Il ne se montra pas le lendemain matin ; mais, vers une heure de l’après-midi, il adressa, par l’intermédiaire de M. Tinkler, ses compliments les plus empressés à Mme Général, la priant de vouloir bien accompagner Mlle Dorrit à la promenade sans lui. Sa fille était déjà habillée pour le dîner de Mme Merdle lorsqu’il sortit de son appartement. Il se présenta alors dans une brillante toilette, mais le visage ridé et vieilli. Cependant, comme il était facile de voir qu’il se fâcherait encore si elle lui demandait seulement des nouvelles de sa santé, elle se contenta de l’embrasser sur la joue avant de l’accompagner, le cœur serré, chez Mme Merdle.

Le trajet n’était pas long, mais il eut encore le temps de continuer à bâtir son château en Espagne avant que la voiture eût fait la moitié du chemin. Mme Merdle le reçut avec beaucoup de distinction ; la Poitrine était admirablement conservée et de fort bonne humeur, le dîner fut exquis et la société des plus choisies.

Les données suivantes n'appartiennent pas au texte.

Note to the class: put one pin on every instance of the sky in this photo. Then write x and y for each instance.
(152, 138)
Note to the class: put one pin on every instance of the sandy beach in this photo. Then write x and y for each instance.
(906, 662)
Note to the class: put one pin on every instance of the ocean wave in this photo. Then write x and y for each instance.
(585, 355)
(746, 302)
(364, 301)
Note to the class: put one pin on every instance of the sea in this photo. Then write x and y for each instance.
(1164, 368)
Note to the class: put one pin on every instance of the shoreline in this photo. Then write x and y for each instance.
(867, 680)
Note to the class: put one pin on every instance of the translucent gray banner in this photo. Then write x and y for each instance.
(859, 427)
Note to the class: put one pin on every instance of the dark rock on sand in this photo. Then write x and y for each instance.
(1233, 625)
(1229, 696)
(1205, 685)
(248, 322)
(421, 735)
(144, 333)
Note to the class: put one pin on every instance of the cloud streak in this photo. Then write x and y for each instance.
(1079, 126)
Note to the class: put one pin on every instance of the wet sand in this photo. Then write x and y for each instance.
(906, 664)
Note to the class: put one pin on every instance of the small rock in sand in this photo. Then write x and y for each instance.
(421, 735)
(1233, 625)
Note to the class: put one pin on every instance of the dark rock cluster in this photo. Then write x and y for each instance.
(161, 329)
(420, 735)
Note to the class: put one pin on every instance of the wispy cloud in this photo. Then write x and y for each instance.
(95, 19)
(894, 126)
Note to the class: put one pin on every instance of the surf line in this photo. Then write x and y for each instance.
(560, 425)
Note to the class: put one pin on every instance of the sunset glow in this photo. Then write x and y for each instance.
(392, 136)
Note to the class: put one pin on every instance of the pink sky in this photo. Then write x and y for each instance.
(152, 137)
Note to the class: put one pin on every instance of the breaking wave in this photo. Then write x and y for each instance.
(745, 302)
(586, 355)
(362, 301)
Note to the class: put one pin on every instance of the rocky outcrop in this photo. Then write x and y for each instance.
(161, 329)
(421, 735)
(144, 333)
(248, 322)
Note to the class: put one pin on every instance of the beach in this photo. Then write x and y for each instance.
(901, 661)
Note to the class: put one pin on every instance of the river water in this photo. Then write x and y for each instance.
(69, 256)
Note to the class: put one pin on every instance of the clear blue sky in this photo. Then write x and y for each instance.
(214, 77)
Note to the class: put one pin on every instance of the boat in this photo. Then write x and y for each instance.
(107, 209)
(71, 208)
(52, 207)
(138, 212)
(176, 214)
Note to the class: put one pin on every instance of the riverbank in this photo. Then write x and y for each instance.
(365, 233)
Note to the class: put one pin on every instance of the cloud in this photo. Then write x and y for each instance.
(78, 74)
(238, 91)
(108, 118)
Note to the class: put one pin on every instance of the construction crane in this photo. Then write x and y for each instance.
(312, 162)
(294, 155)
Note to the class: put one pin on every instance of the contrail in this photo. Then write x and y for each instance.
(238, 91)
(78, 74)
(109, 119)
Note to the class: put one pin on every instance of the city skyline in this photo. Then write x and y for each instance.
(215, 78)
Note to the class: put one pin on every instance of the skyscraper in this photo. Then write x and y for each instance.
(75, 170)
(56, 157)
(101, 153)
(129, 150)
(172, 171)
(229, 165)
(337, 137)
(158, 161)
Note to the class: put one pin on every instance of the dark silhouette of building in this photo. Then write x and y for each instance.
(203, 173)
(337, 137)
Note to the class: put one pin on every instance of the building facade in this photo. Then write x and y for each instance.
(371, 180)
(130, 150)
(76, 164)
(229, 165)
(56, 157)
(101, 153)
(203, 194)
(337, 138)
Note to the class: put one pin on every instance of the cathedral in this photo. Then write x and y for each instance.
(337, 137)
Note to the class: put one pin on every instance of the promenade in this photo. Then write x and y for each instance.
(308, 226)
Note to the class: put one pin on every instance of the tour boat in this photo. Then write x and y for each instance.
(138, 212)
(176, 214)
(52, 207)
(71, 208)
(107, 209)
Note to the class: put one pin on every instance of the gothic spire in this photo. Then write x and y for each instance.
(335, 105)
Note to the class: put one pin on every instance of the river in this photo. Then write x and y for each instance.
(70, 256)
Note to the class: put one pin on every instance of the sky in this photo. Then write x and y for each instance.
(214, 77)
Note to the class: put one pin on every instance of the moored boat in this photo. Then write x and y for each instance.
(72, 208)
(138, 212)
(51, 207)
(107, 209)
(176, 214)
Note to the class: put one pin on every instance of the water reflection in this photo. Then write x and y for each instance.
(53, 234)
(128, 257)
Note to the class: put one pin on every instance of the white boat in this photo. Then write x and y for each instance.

Il n’y avait guère que des convives anglais, sauf un comte français et un marquis italien, ornements sociaux qu’on est toujours sûr de trouver à certaines réunions, et toujours fabriqués d’après le même modèle. La table était fort longue et le repas à l’avenant ; la petite Dorrit, assise à l’ombre d’une immense paire de favoris noirs et d’une vaste cravate blanche, perdit son père de vue jusqu’au moment où un domestique lui remit un bout de papier de la part de Mme Merdle, en la priant de le lire tout de suite. Mme Merdle y avait écrit au crayon :

« Venez parler à M. Dorrit. Je crains qu’il ne soit malade. »

Elle s’empressait d’accourir, mais sans se faire remarquer, lorsque son père se leva, et, la croyant toujours à sa place, l’appela :

« Amy, Amy, mon enfant ! »

C’était un procédé si étrange, sans parler de l’agitation plus étrange encore de ses manières et de sa voix, qu’il se fit immédiatement un profond silence.